Crews from several different agencies were battling the blaze on Saturday, including the Salish and Kootenay Confederate Tribes Fire Brigade. Six helicopters fell into the fire with the help of 22 engines on the ground.

In Idaho, more than 930 firefighters and prairie support personnel were battling the moose fire Saturday to protect homes, energy infrastructure and the corridor of Interstate 93, a major north-south route.

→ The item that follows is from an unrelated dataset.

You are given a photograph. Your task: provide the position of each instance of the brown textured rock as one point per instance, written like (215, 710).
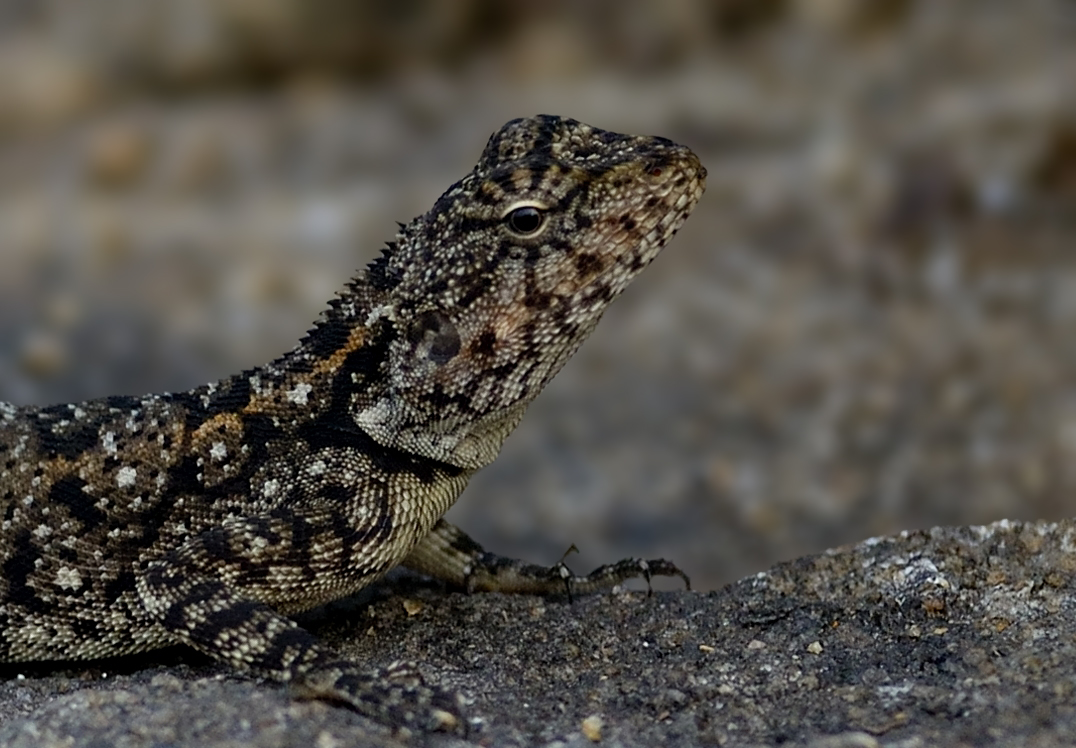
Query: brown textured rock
(958, 636)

A red flag warning indicated that the weather could make matters worse with weather forecasts calling for “dry thunderstorms” with lightning, wind and no rain.

In Hawaii, firefighters and helicopters battle the blazes Saturday night in Maui, near Baia Bay. The Maui County Emergency Management Agency said roads were closed and advised residents and travelers to avoid the area. It is unclear how many acres were burned. A red flag warning is in effect on Sunday.

Meanwhile, crews have made significant progress fighting another major California fire that forced thousands of people to evacuate near Yosemite National Park earlier this month. The oak fire was 52% contained by Saturday, according to the Cal Fire Incident Update. But amid the scorching temperatures, the danger was not entirely gone, with buildings and homes in danger until the fire was completely extinguished.

The fires come as scorching temperatures batter the Pacific Northwest, the West remains dry in a record drought, and severe storms have triggered flash floods in several states. In Kentucky, flash floods have claimed at least 25 lives in what experts describe as one annual rain event in every 1,000 years.